Instead of addressing the root cause of its trade deficit, the US government took the easy way out and blame China for its self-generated economic problems.
Of course the US would not let go of USD as the reserve currency. It wants the cake and eat it too. It wants everything.
The transfer of technologies to Chinese joint-venture partners is a condition for entering the Chinese market, not ‘forcing’ them as its critics would like the world to believe. Foreign firms have a choice of whether or not to invest in China! China is not the only country that imposes conditions on foreign investment; Japan and Western nations do the same.
Getting into the China market in exchange for sharing their technology was a deliberate business decision for profit and cheap labor/manufacturing cost, NO chinese coercion was involved.
You want to play in the China market, you go by their rules. If you can’t abide by their rules, don’t enter (Bil Gates)
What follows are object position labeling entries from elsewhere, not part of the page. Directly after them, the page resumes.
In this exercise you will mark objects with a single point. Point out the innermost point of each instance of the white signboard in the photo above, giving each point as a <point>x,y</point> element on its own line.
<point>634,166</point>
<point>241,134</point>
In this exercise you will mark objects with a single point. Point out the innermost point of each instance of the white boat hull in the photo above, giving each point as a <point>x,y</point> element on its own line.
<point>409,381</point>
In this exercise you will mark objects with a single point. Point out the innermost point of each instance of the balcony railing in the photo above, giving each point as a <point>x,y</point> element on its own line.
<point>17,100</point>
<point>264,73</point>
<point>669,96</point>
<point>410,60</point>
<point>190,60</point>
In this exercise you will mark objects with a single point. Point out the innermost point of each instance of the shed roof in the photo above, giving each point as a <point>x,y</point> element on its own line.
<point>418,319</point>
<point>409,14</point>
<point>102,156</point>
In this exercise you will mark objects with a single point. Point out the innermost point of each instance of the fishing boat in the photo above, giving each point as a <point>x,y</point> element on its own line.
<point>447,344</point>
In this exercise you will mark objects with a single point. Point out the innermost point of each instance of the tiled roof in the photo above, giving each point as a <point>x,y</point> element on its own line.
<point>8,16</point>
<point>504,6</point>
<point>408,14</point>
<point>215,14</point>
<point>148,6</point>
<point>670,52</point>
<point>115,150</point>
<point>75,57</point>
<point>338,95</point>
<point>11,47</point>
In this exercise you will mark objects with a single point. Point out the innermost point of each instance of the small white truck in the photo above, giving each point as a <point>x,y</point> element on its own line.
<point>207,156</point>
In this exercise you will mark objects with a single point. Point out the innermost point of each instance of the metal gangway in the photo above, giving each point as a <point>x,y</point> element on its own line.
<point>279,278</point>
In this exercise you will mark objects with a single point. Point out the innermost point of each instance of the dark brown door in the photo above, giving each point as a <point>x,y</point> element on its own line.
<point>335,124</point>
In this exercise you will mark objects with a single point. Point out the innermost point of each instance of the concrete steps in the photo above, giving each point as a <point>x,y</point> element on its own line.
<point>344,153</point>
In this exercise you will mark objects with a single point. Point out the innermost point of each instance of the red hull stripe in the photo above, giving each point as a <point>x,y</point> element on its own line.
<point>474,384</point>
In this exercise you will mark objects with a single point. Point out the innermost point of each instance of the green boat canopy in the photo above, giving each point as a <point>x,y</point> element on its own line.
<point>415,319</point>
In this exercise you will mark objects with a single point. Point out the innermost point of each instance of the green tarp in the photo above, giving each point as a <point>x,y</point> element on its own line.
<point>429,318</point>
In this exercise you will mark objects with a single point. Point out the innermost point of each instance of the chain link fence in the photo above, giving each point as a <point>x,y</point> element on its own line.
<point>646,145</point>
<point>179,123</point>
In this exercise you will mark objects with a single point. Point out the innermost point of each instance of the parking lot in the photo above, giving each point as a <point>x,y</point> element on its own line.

The point about IP is that it’s a dynamic, ever-changing asset. The owner of IP can profit by sharing it via joint venture or license. IP can also leak away, as employees leave the company, for example. Competitors can copy and reverse engineer to achieve the same ends.
Everybody steals IP from everybody else. China was not the first nor will be the last. Whoever is more advanced, that country is more likely to be the target for IP theft. China is making significant technological advances now and soon it will be the target to steal from.
American hi tech companies steal from each other all the time. They are the best qualified to advise how to counter and guard against the theft of IP.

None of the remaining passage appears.